Avverso tale decreto l’ E. ha proposto ricorso a questa Corte con atto notificato al Ministero Economia e Finanze il 7 ottobre 2009, formulando sette motivi. Resiste il Ministero con controricorso.

Diritto

MOTIVI DELLA DECISIONE

1.- Con i sette motivi è denunciata, in relazione alla liquidazione delle spese del procedimento esposta nel provvedimento impugnato, erronea e falsa applicazione di legge (artt. 91 e 92 c.p.c., art. 6, p. 1 CEDU, normativa in tema di tariffe professionali), nonchè omessa, insufficiente o contraddittoria motivazione (art. 360 c.p.c., nn. 3 e 5). Secondo l’istante, la liquidazione delle spese sarebbe illegittima perchè presumibilmente effettuata in applicazione delle tariffe per i procedimenti di volontaria giurisdizione anzichè di contenzioso ordinario, sarebbe insufficiente, anche per illegittima compensazione parziale (nonostante l’accoglimento del ricorso), nonchè priva di motivazione con riguardo alla non conformità alle tariffe forensi ed agli standards europei che dovrebbero trovare nella specie applicazione. La Corte di merito avrebbe inoltre illegittimamente disatteso la nota spese depositata, omettendo peraltro di motivare al riguardo.
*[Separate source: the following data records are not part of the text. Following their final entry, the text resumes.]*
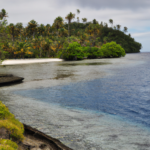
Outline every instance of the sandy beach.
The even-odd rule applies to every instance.
[[[58,58],[8,59],[2,61],[0,65],[18,65],[18,64],[46,63],[46,62],[57,62],[57,61],[58,62],[63,61],[63,59],[58,59]]]

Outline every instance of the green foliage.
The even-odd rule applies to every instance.
[[[5,10],[0,12],[0,17],[2,19],[7,17]],[[96,19],[86,22],[87,19],[82,18],[84,23],[80,23],[79,20],[72,22],[74,18],[75,14],[70,12],[66,16],[68,23],[65,24],[63,18],[59,16],[52,26],[39,25],[35,20],[31,20],[27,27],[23,27],[22,23],[0,25],[0,59],[62,58],[62,56],[65,59],[82,59],[83,53],[84,57],[88,58],[119,57],[113,55],[111,51],[104,53],[100,50],[102,44],[112,41],[119,44],[126,53],[140,52],[142,48],[130,34],[125,34],[127,27],[124,27],[124,32],[120,31],[120,25],[113,27],[112,19],[109,19],[111,27],[108,27],[107,23],[99,24]],[[70,44],[74,42],[80,46],[75,45],[71,52]],[[67,51],[70,51],[69,54]]]
[[[102,28],[101,41],[107,37],[107,42],[115,41],[120,44],[126,53],[140,52],[142,45],[136,42],[131,36],[126,35],[124,32],[112,28]]]
[[[87,58],[102,58],[103,57],[103,52],[100,48],[98,47],[85,47],[86,53],[87,53]]]
[[[104,57],[121,57],[125,56],[125,50],[116,42],[110,42],[107,44],[103,44],[101,47],[101,51],[104,54]]]
[[[81,60],[84,57],[82,47],[78,42],[70,43],[63,52],[65,60]]]
[[[11,140],[2,139],[0,140],[0,149],[1,150],[17,150],[18,145]]]
[[[2,102],[0,102],[0,128],[6,128],[10,132],[11,137],[18,141],[24,139],[22,123],[15,119],[14,115],[9,112]]]

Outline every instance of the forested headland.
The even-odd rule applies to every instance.
[[[77,9],[79,15],[80,10]],[[7,24],[8,14],[0,12],[0,59],[12,58],[63,58],[82,60],[84,58],[112,58],[125,53],[140,52],[142,45],[127,34],[127,27],[99,23],[96,19],[88,22],[70,12],[58,16],[52,25],[38,24],[35,20]]]

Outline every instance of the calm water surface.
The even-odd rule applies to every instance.
[[[41,117],[43,132],[73,149],[150,150],[150,53],[4,66],[0,71],[25,78],[22,84],[0,88],[10,110],[36,128]],[[42,113],[36,115],[38,110]],[[56,135],[47,126],[51,114],[51,126],[59,126],[60,118],[63,122]]]

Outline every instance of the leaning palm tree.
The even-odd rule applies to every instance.
[[[71,20],[75,18],[75,14],[73,14],[72,12],[70,12],[66,17],[65,17],[67,20],[68,20],[68,37],[70,36],[70,23],[71,23]]]
[[[109,23],[111,24],[111,26],[113,26],[113,20],[109,19]]]

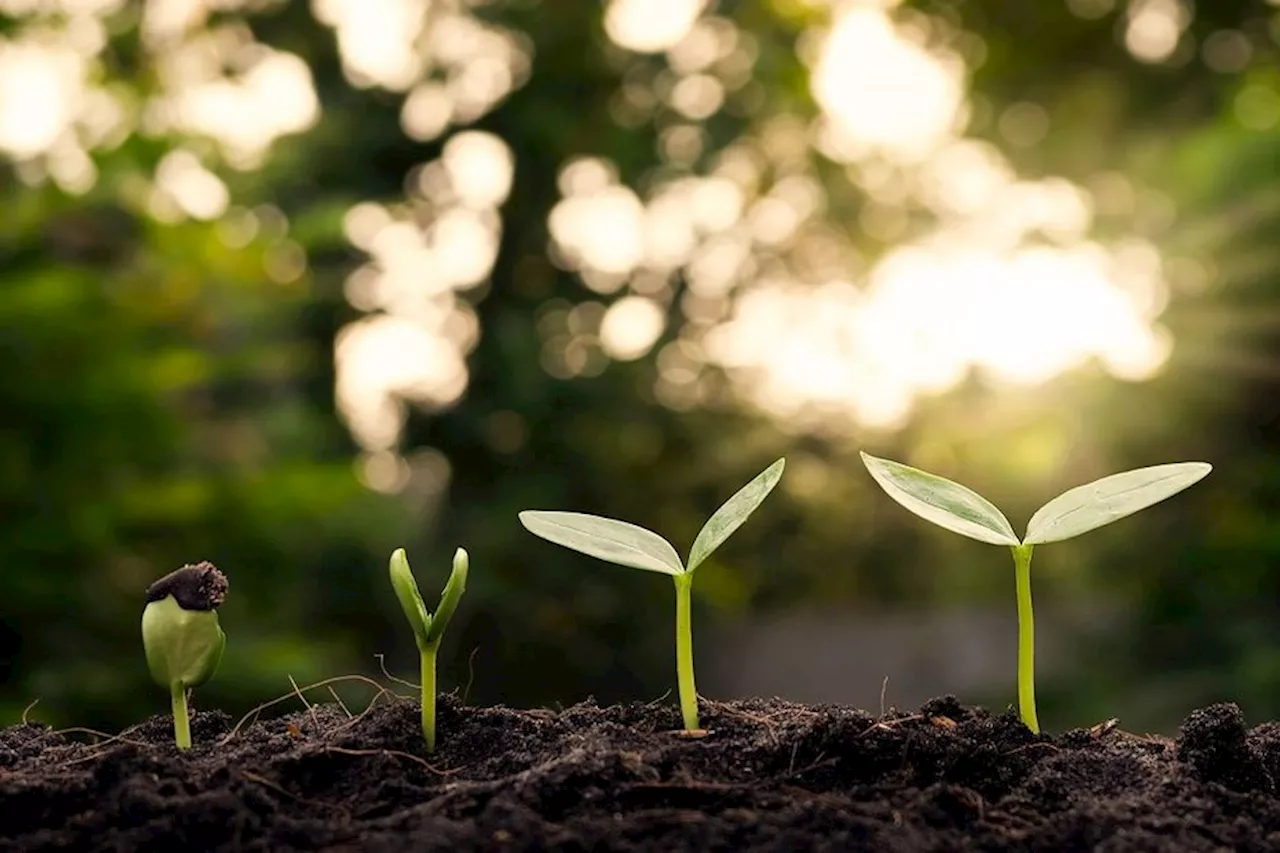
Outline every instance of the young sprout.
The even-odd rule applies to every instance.
[[[213,677],[227,645],[218,626],[226,597],[227,577],[213,563],[183,566],[147,587],[142,647],[151,677],[169,691],[178,749],[191,748],[187,691]]]
[[[1205,477],[1207,462],[1179,462],[1112,474],[1077,486],[1049,501],[1019,541],[1009,520],[986,498],[959,483],[866,453],[862,461],[889,497],[916,515],[953,533],[1007,545],[1013,551],[1018,594],[1018,710],[1031,731],[1036,718],[1035,624],[1031,615],[1031,549],[1061,542],[1159,503]]]
[[[676,585],[676,682],[680,688],[684,727],[689,731],[699,729],[698,691],[693,681],[693,627],[689,615],[693,572],[773,491],[785,464],[784,459],[774,462],[715,511],[694,540],[687,565],[680,562],[680,555],[670,542],[625,521],[579,512],[525,510],[520,513],[520,523],[530,533],[557,545],[619,566],[671,575]]]
[[[459,548],[453,555],[453,571],[440,596],[440,607],[435,614],[427,612],[418,592],[418,583],[409,569],[409,557],[403,548],[391,555],[391,586],[400,600],[400,608],[413,628],[413,638],[418,644],[422,661],[422,736],[427,741],[427,752],[436,748],[436,652],[440,638],[449,627],[449,619],[458,608],[458,601],[467,589],[467,571],[470,561],[467,552]]]

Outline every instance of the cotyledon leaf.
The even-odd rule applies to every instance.
[[[733,497],[715,511],[707,523],[702,525],[698,538],[693,540],[693,548],[689,551],[689,567],[693,571],[698,565],[719,548],[735,530],[742,526],[747,516],[755,512],[756,507],[769,496],[773,487],[782,479],[782,469],[787,460],[779,459],[756,475],[750,483],[739,489]]]
[[[1175,462],[1112,474],[1077,486],[1036,510],[1024,541],[1040,545],[1087,533],[1177,494],[1212,470],[1208,462]]]
[[[1004,513],[972,489],[868,453],[862,454],[862,462],[889,497],[924,520],[979,542],[1019,544]]]
[[[397,548],[391,553],[389,574],[391,588],[400,602],[400,609],[413,628],[418,646],[422,647],[427,642],[427,632],[431,628],[431,612],[427,610],[422,593],[418,591],[418,582],[413,577],[413,570],[409,568],[409,555],[403,548]]]
[[[520,523],[530,533],[619,566],[684,574],[680,555],[658,534],[625,521],[581,512],[525,510]]]

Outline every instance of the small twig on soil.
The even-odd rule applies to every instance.
[[[36,706],[36,703],[39,701],[40,701],[40,697],[37,696],[36,698],[31,700],[30,705],[22,709],[22,725],[25,726],[27,724],[27,715],[31,713],[31,709],[34,708]]]
[[[424,759],[421,759],[409,752],[401,752],[398,749],[345,749],[341,746],[326,746],[324,747],[324,751],[337,752],[341,755],[391,755],[396,758],[407,758],[410,761],[421,764],[437,776],[452,776],[463,769],[461,767],[455,767],[452,770],[440,770],[428,764]]]
[[[704,699],[703,702],[714,708],[718,713],[731,717],[741,717],[744,720],[759,723],[762,726],[766,726],[771,731],[776,725],[787,723],[797,718],[813,718],[821,716],[818,712],[810,711],[807,708],[792,707],[776,711],[772,714],[752,714],[747,711],[741,711],[734,708],[728,702],[716,702],[710,699]]]
[[[667,691],[663,693],[661,696],[659,696],[657,699],[654,699],[652,702],[646,702],[645,707],[656,708],[657,706],[661,705],[663,702],[666,702],[667,697],[669,697],[670,695],[671,695],[671,688],[667,688]]]
[[[1005,755],[1016,755],[1016,754],[1017,754],[1017,753],[1019,753],[1019,752],[1026,752],[1028,749],[1036,749],[1037,747],[1039,747],[1040,749],[1051,749],[1051,750],[1053,750],[1054,752],[1061,752],[1061,751],[1062,751],[1062,749],[1061,749],[1060,747],[1054,746],[1054,745],[1053,745],[1053,744],[1051,744],[1051,743],[1039,743],[1039,742],[1037,742],[1037,743],[1029,743],[1029,744],[1027,744],[1026,746],[1020,746],[1020,747],[1017,747],[1016,749],[1011,749],[1011,750],[1009,750],[1008,752],[1006,752],[1006,753],[1004,753],[1004,754],[1005,754]]]
[[[480,651],[480,647],[476,646],[471,650],[471,654],[467,655],[467,686],[462,690],[462,704],[467,704],[467,700],[471,698],[471,683],[476,680],[476,652]]]
[[[1153,734],[1140,735],[1140,734],[1137,734],[1136,732],[1125,731],[1124,729],[1116,729],[1116,734],[1124,735],[1127,738],[1132,738],[1133,740],[1140,741],[1142,743],[1149,743],[1155,746],[1163,746],[1165,748],[1169,748],[1175,745],[1175,741],[1172,738],[1167,738],[1164,735],[1153,735]]]
[[[716,713],[724,714],[727,717],[738,717],[743,720],[750,720],[756,725],[763,726],[768,732],[768,737],[774,743],[778,743],[778,725],[780,723],[789,722],[797,716],[817,716],[811,711],[803,709],[778,711],[773,714],[752,714],[732,707],[727,702],[708,702]]]
[[[738,791],[741,782],[699,782],[690,779],[685,782],[624,782],[624,791]]]
[[[117,734],[117,735],[108,734],[106,732],[100,732],[96,729],[80,728],[78,726],[74,728],[69,728],[69,729],[59,729],[56,732],[50,732],[50,734],[62,734],[62,735],[71,734],[71,733],[90,734],[90,735],[93,735],[94,737],[103,738],[103,740],[100,740],[97,743],[89,744],[89,746],[92,747],[92,749],[90,750],[88,755],[82,755],[79,758],[72,758],[68,761],[63,761],[59,763],[58,766],[70,767],[73,764],[80,764],[81,762],[84,762],[84,761],[92,761],[93,759],[102,755],[103,747],[112,743],[127,743],[130,746],[141,746],[141,747],[151,746],[151,744],[147,743],[146,741],[130,740],[129,738],[125,737],[125,735],[133,731],[135,728],[137,728],[137,726],[130,726],[129,728],[125,729],[124,731],[120,732],[120,734]]]
[[[823,758],[823,755],[825,755],[825,753],[822,753],[822,752],[818,753],[817,760],[814,761],[812,764],[801,767],[799,770],[788,770],[786,775],[783,776],[782,778],[794,779],[795,777],[803,776],[804,774],[812,770],[817,770],[819,767],[829,767],[832,764],[835,764],[840,761],[839,756],[832,756],[831,758]]]
[[[884,719],[884,697],[889,692],[889,676],[884,677],[884,681],[880,682],[880,719]]]
[[[334,690],[332,685],[329,687],[329,695],[333,697],[333,701],[338,703],[338,707],[342,709],[342,713],[347,715],[347,719],[351,719],[351,711],[347,709],[347,703],[342,701],[342,697],[338,695],[338,691]]]
[[[392,675],[391,673],[387,672],[387,659],[386,659],[386,657],[384,657],[384,656],[383,656],[383,655],[381,655],[381,654],[374,655],[374,657],[378,659],[378,669],[382,670],[382,674],[383,674],[383,675],[385,675],[385,676],[387,677],[387,680],[388,680],[388,681],[394,681],[396,684],[403,684],[405,687],[411,688],[411,689],[413,689],[413,690],[421,690],[421,689],[422,689],[422,685],[421,685],[421,684],[414,684],[412,681],[405,681],[403,678],[397,678],[396,676],[394,676],[394,675]]]
[[[1112,717],[1109,720],[1103,720],[1101,723],[1095,723],[1094,725],[1089,726],[1089,736],[1095,738],[1102,737],[1118,725],[1120,725],[1119,717]]]
[[[288,702],[295,695],[297,695],[298,692],[314,690],[317,687],[327,687],[330,684],[339,684],[344,681],[359,681],[364,684],[371,684],[378,689],[377,696],[381,696],[384,693],[390,694],[392,696],[396,695],[395,693],[391,693],[390,690],[387,690],[387,688],[383,687],[378,682],[374,681],[372,678],[369,678],[368,676],[364,676],[364,675],[338,675],[333,678],[326,678],[323,681],[317,681],[315,684],[308,684],[307,686],[302,687],[294,692],[289,692],[283,696],[278,696],[275,699],[270,700],[269,702],[263,702],[261,705],[257,706],[256,708],[251,709],[247,714],[245,714],[243,717],[240,718],[240,721],[235,724],[235,727],[232,728],[231,731],[223,735],[222,739],[218,741],[218,746],[226,746],[236,737],[236,735],[240,734],[240,729],[244,728],[244,726],[247,723],[249,723],[251,719],[257,719],[258,714],[261,714],[267,708],[273,707],[275,705],[279,705],[281,702]],[[375,701],[377,699],[377,696],[374,697]]]
[[[363,720],[365,717],[369,715],[369,713],[378,704],[378,700],[381,699],[383,696],[392,696],[395,698],[399,698],[397,694],[392,693],[390,690],[383,687],[377,693],[374,694],[373,698],[369,700],[369,704],[365,706],[365,709],[363,711],[361,711],[359,714],[356,714],[354,717],[347,720],[347,722],[343,723],[342,725],[335,726],[333,729],[330,730],[329,734],[336,735],[338,732],[345,731],[351,728],[352,726],[354,726],[356,723]]]
[[[1112,732],[1115,732],[1121,737],[1127,737],[1130,740],[1140,741],[1141,743],[1149,743],[1155,746],[1169,747],[1174,745],[1174,742],[1172,740],[1162,735],[1153,735],[1153,734],[1140,735],[1140,734],[1136,734],[1135,732],[1125,731],[1124,729],[1120,728],[1119,717],[1112,717],[1109,720],[1103,720],[1101,723],[1094,723],[1092,726],[1089,726],[1089,736],[1092,738],[1101,738],[1111,734]]]
[[[897,719],[894,719],[894,720],[877,720],[876,722],[867,726],[862,731],[858,732],[856,735],[854,735],[854,737],[862,737],[863,735],[870,734],[876,729],[887,732],[891,730],[894,726],[898,725],[899,723],[911,723],[911,722],[915,722],[916,720],[923,720],[923,719],[924,719],[924,714],[909,714],[908,716],[898,717]]]
[[[711,734],[711,729],[676,729],[670,734],[672,737],[678,737],[681,740],[702,740]]]
[[[86,729],[86,728],[83,728],[82,726],[72,726],[69,729],[58,729],[57,731],[49,732],[49,734],[59,734],[59,735],[82,734],[82,735],[93,735],[94,737],[102,738],[102,740],[98,741],[97,743],[91,743],[89,744],[89,746],[105,746],[106,744],[111,743],[112,741],[117,741],[117,740],[123,741],[124,743],[132,743],[137,746],[149,746],[150,744],[147,744],[143,741],[128,740],[127,738],[125,738],[125,734],[133,731],[133,729],[135,728],[137,728],[137,726],[131,726],[130,728],[125,729],[123,732],[113,735],[110,732],[100,732],[97,729]]]
[[[308,805],[308,806],[320,806],[322,808],[334,809],[334,810],[343,811],[343,812],[346,811],[346,809],[342,808],[342,806],[334,805],[332,803],[325,803],[319,800],[308,800],[305,797],[299,797],[297,794],[294,794],[280,787],[279,785],[277,785],[275,782],[272,782],[267,777],[259,776],[257,773],[253,773],[249,770],[237,770],[236,773],[240,776],[240,778],[245,779],[249,782],[256,782],[264,788],[270,788],[271,790],[275,791],[277,794],[281,794],[282,796],[288,797],[289,799],[293,800],[295,803],[302,803],[303,805]]]
[[[286,673],[286,675],[288,674]],[[302,691],[298,689],[298,682],[293,680],[293,676],[288,675],[288,678],[289,678],[289,683],[293,685],[294,695],[298,697],[298,701],[302,703],[303,707],[307,709],[307,713],[310,714],[311,716],[311,728],[315,730],[316,734],[320,734],[320,721],[316,719],[315,707],[310,702],[307,701],[306,696],[302,695]]]

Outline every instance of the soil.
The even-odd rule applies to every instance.
[[[703,724],[443,697],[429,758],[399,699],[197,713],[185,754],[168,717],[96,744],[20,725],[0,731],[0,850],[1280,850],[1280,724],[1234,705],[1177,740],[1035,736],[952,697],[880,718],[704,702]]]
2.- Tali doglianze, da esaminare congiuntamente perchè giuridicamente e logicamente connesse, non possono trovare accoglimento.

In primo luogo, le spese del procedimento non sono state poste a carico della parte totalmente vittoriosa, bensì compensate per metà, nel legittimo esercizio di una facoltà discrezionale rimessa al prudente apprezzamento del giudice del merito (secondo il disposto dell’art. 92 c.p.c., antecedente alla L. n. 69 del 2009, qui inapplicabile ratione temporis), peraltro non illogicamente motivata con riguardo al notevole ridimensionamento (oltre la metà) della pretesa esercitata dal ricorrente (cfr. Cass. n. 9762/1997). Quanto alle altre doglianze, parte ricorrente non ha specificamente e analiticamente indicato, in violazione del principio di autosufficienza del ricorso per cassazione, le voci e gli importi richiesti e ad essa spettanti (cfr. Cass. n. 21325/2005; n. 9082/2006; n. 9098/2010), in tal modo non consentendo al giudice di legittimità il controllo – senza bisogno di svolgere ulteriori indagini in fatto e di procedere alla diretta consultazione degli atti- degli error in iudicando solo astrattamente enunciati in ricorso, tra i quali peraltro non risulta specificamente compresa la violazione dei minimi inderogabili di tariffa. Nè parte ricorrente ha dimostrato l’applicazione nel provvedimento impugnato delle tariffe professionali vigenti riguardanti i procedimenti di volontaria giurisdizione anzichè i giudizi ordinari dinanzi alla Corte d’appello, ma si è limitata alla generica denunzia dell’inosservanza delle tariffe professionali vigenti, nonchè delle voci e degli importi che sarebbero stati indicati nella nota spese.

D’altra parte, va tenuto fermo che in tema di spese processuali possono essere denunciate in sede di legittimità solo violazioni del criterio della soccombenza o liquidazioni che non rispettino le tariffe professionali (cfr. Cass. n. 4347/1999; n. 4818/2000; n. 1485/2001), e che nei giudizi di equa riparazione la liquidazione delle spese processuali della fase davanti alla Corte d’appello deve essere effettuata in base alle tariffe professionali previste dall’ordinamento italiano, senza tener conto degli onorari liquidati dalla Corte europea dei diritti dell’uomo (cfr. Cass. n. 23397/2008).

Il rigetto del ricorso si impone dunque, con la conseguente condanna della parte ricorrente al pagamento delle spese, che si liquidano come in dispositivo.

P.Q.M.

La Corte rigetta il ricorso e condanna il ricorrente al pagamento delle spese di questo giudizio di legittimità, che liquida in Euro 600,00 per onorari oltre le spese prenotate a debito.

Così deciso in Roma, nella Camera di consiglio della Sezione Prima Civile della Corte Suprema di Cassazione, il 18 aprile 2011.